Student loan debt is a national problem for religious life aspirants
By Sean Gallagher
Jennifer Prickel appreciates the praise and the moral and spiritual support that she has received as she works to pay off more than $50,000 in student loan debt in order to follow her calling to become a religious sister.
But all of those good feelings don’t take away the fact that, after a year of working at St. Nicholas School in Ripley County, she is still unable to enter the Steubenville, Ohio-based Sisters of Reparation to the Most Sacred Heart of Jesus. (Related story: Aspirant to religious life held back by student loan debt)
“Although I would love to be able to enter right now, I recognize that the Lord has not taken away the debt,” Prickel said. “It just means that I have another year of ministry at St. Nicholas.”
Prickel knows, however, that she isn’t alone in this dilemma.
“I have tons of friends, even in my graduating class, who are working now … to try to pay off debts because they can’t go into [a religious community] right away,” said Prickel, a 2009 graduate of Franciscan University of Steubenville in Steubenville, Ohio.
The Mater Ecclesiae Fund for Vocations, a public charity based in northern Virginia, has awarded Prickel a grant to pay off part of her student loan debt over time.
Corey Huber, who is co-founder and president of the fund that was established in 2007, said that as many as half of all aspirants to religious life had student loan debt at one time and that, for a quarter of them, the level of the debt is high enough to prevent them from easily retiring it so they can enter religious life.
“It’s very prevalent,” Huber said.
Mother M. Wendy McMenamy, the superior of the Sisters of Reparation, agreed.
“We have met several young women whose desire to follow the call to religious life has been hampered by loans,” she said. “Some have begun what might be a slow process of working and seeking aid. To all [of] them, we can readily say that God does not issue a call without giving the graces to fulfill that call.”
Sometimes, Mother Wendy said, those graces come through hard work and at other times through the charity of organizations such as the Mater Ecclesiae Fund for Vocations or home parishes or individual donations.
Huber said that women’s religious communities in general have a difficult time helping aspirants to religious life retire the student loan debt for a couple of reasons.
One, there are many more women’s communities than men’s communities. And, two, they are not as active in parish ministry—where fundraising can more easily happen—as men’s communities.
To date, the Mater Ecclesiae Fund for Vocations has awarded 86 grants. The grant funds are disbursed as monthly payments to pay off loans.
More than 60 of the individuals who received those grants are still in formation in their communities.
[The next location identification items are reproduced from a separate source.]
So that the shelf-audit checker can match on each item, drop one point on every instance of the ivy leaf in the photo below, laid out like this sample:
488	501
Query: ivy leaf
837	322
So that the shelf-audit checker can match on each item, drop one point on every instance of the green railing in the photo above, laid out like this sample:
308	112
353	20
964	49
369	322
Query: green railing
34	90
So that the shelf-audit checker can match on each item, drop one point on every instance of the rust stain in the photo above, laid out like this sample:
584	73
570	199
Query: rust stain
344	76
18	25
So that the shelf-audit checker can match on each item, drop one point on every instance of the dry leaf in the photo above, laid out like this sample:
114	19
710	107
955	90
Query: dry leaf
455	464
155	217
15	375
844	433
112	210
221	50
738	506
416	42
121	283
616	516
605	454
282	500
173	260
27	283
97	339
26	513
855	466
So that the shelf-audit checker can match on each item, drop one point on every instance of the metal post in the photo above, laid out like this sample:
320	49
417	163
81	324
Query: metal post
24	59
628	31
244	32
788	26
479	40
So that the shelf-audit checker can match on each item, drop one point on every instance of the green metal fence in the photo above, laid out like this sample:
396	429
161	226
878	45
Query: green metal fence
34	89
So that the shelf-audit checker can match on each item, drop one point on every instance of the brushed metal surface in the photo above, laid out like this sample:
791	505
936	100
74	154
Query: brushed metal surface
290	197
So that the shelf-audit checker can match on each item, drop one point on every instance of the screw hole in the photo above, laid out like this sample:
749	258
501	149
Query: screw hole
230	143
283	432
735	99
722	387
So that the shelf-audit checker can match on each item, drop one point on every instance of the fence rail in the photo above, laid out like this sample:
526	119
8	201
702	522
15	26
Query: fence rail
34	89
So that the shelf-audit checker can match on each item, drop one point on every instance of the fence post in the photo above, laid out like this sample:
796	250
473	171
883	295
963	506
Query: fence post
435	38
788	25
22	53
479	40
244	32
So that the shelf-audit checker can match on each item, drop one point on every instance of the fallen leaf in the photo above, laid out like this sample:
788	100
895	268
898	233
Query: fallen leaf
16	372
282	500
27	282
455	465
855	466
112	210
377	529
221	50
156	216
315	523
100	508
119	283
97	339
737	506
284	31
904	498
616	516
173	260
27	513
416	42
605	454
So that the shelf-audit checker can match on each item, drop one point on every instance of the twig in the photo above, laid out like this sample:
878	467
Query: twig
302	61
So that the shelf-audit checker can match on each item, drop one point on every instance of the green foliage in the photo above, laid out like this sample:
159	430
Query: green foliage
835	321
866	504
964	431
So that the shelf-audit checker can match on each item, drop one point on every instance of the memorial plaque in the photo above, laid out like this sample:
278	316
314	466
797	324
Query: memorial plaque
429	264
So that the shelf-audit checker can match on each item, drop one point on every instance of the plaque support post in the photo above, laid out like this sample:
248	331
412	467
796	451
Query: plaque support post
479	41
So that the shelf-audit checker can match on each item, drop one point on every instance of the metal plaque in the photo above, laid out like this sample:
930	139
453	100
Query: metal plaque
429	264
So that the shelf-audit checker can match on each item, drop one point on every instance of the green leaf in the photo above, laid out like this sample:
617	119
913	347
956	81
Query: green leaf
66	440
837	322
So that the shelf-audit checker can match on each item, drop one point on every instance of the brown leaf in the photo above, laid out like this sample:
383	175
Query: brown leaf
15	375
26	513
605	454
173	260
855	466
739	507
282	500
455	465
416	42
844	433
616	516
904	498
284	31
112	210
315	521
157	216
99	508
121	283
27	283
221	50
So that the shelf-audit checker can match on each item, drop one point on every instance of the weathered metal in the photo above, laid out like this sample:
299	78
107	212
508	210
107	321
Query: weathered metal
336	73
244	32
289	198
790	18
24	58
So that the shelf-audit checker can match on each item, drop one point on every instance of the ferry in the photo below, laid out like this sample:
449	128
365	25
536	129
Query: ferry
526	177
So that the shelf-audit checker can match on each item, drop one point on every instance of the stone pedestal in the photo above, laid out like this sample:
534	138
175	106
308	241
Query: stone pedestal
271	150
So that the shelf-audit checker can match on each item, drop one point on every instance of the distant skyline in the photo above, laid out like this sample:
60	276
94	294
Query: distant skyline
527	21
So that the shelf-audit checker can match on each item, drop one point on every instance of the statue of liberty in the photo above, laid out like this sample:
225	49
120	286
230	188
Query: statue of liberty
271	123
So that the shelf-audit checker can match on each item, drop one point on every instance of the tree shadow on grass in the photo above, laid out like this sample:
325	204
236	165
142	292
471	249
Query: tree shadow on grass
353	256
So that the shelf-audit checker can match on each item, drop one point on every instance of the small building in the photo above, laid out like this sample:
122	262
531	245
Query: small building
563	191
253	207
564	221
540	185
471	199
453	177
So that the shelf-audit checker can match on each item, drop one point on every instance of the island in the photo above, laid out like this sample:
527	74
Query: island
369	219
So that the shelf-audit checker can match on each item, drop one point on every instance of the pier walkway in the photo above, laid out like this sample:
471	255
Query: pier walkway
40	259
If a person who received a grant chooses to leave their community, the monthly payments stop.
Huber said that, in the past year, he has had to turn down many applicants due to a lack of financial resources in the fund.
And he emphasized the nature of this aspect of the vocations crisis in the Church by noting that student loan debt is holding back those who have actually been accepted by communities.
“It’s not just a case of people who might be interested in a vocation,” Huber said. “All the people we see have been accepted to religious life. And they won’t get in unless they solve this problem.”